A: This property is known as the one-to-one property of exponents. It states that if two exponential expressions have the same base and the same value, then their exponents must be equal.

Q: How do I simplify an exponential expression using the property $(a^m)^n = a^{mn}$?

A: To simplify an exponential expression using this property, you need to multiply the exponents together. For example, if you have the expression $(2^3)^4$, you can simplify it to $2^{12}$ by multiplying the exponents together.

Q: What is the difference between a positive exponent and a negative exponent?

A: A positive exponent indicates that the base is being raised to a power, while a negative exponent indicates that the base is being taken to a power. For example, in the expression $2^3$, the exponent is positive, while in the expression $2^{-3}$, the exponent is negative.
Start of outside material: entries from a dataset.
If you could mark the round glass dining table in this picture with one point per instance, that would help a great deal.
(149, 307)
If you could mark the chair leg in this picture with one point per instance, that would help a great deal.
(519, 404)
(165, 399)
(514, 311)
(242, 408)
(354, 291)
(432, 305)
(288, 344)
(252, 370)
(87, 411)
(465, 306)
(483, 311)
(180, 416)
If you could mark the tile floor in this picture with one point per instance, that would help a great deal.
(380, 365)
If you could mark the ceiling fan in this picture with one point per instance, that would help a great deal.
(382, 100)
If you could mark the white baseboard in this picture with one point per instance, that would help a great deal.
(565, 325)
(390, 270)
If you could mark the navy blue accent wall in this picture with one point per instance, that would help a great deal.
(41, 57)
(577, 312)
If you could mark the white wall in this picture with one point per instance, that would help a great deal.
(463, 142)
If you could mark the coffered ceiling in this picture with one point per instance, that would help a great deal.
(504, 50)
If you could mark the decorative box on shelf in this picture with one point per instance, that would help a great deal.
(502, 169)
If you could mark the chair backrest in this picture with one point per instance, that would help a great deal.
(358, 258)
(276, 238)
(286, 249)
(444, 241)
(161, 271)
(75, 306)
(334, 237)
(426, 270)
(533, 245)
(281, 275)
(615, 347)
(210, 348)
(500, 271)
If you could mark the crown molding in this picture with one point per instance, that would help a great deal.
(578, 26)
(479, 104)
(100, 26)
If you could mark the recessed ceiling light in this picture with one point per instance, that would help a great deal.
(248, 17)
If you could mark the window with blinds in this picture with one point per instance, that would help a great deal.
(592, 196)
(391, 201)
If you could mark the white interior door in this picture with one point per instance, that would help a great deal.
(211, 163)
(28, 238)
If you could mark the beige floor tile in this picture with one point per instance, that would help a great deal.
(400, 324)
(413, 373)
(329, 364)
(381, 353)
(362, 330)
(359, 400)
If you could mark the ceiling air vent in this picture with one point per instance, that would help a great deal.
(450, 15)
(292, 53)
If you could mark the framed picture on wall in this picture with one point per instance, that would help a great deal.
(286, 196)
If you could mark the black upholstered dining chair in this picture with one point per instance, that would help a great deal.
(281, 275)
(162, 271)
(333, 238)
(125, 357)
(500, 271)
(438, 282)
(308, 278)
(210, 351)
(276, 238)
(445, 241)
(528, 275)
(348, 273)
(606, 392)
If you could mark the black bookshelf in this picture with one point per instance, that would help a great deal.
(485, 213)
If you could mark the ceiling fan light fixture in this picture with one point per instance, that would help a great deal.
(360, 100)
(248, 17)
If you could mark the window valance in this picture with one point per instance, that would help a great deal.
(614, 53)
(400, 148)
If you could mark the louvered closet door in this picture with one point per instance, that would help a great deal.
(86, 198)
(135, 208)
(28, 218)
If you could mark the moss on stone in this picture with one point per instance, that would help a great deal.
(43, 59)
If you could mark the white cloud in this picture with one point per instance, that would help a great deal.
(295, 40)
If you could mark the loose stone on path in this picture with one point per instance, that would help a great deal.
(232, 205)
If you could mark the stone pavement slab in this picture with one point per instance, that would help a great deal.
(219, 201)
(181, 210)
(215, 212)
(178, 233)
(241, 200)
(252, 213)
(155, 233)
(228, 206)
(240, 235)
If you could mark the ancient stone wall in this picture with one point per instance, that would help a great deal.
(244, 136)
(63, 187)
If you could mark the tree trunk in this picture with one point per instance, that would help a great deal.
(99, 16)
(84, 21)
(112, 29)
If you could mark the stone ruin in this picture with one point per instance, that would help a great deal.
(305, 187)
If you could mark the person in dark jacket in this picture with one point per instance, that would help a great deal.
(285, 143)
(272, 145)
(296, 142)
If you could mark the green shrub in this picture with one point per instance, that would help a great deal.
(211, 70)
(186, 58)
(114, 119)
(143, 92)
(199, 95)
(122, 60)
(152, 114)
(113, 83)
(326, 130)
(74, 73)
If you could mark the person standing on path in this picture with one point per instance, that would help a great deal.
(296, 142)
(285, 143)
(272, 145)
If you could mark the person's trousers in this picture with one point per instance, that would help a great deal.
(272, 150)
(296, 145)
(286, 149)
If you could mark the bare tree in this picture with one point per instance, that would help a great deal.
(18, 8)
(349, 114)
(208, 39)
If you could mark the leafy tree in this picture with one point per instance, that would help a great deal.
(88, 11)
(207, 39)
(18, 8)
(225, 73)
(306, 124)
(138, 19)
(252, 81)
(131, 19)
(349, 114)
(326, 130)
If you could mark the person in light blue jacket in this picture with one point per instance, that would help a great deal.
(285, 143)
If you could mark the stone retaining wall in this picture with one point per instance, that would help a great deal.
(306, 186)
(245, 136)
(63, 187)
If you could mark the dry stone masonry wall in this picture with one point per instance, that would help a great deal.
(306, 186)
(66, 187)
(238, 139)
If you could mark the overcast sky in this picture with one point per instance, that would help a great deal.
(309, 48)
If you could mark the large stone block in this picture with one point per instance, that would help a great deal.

Q: How do I solve an equation involving a negative exponent?

A: To solve an equation involving a negative exponent, you need to rewrite the equation in terms of a positive exponent. For example, if you have the equation $2^{-x} = 4$, you can rewrite it as $2^x = \frac{1}{4}$ by taking the reciprocal of both sides.

Q: What are some common mistakes to avoid when solving equations involving exponents?

A: Some common mistakes to avoid when solving equations involving exponents include:

• Not rewriting the equation in terms of a common base
• Not using exponent properties correctly
• Not checking the solution

Q: How do I apply exponent rules to real-world problems?

A: Exponent rules can be applied to real-world problems involving exponential growth or decay. For example, if you are modeling the growth of a population, you can use exponent rules to calculate the population size at a given time.

Q: What are some examples of real-world problems that involve exponent rules?

A: Some examples of real-world problems that involve exponent rules include:

• Modeling population growth or decay
• Calculating the amount of money in a savings account with compound interest
• Determining the amount of radiation emitted by a radioactive substance

Conclusion

In this Q&A article, we have provided answers to common questions about solving equations involving exponents. We hope that this article has helped to clarify any doubts or questions that readers may have had about exponent rules and their applications.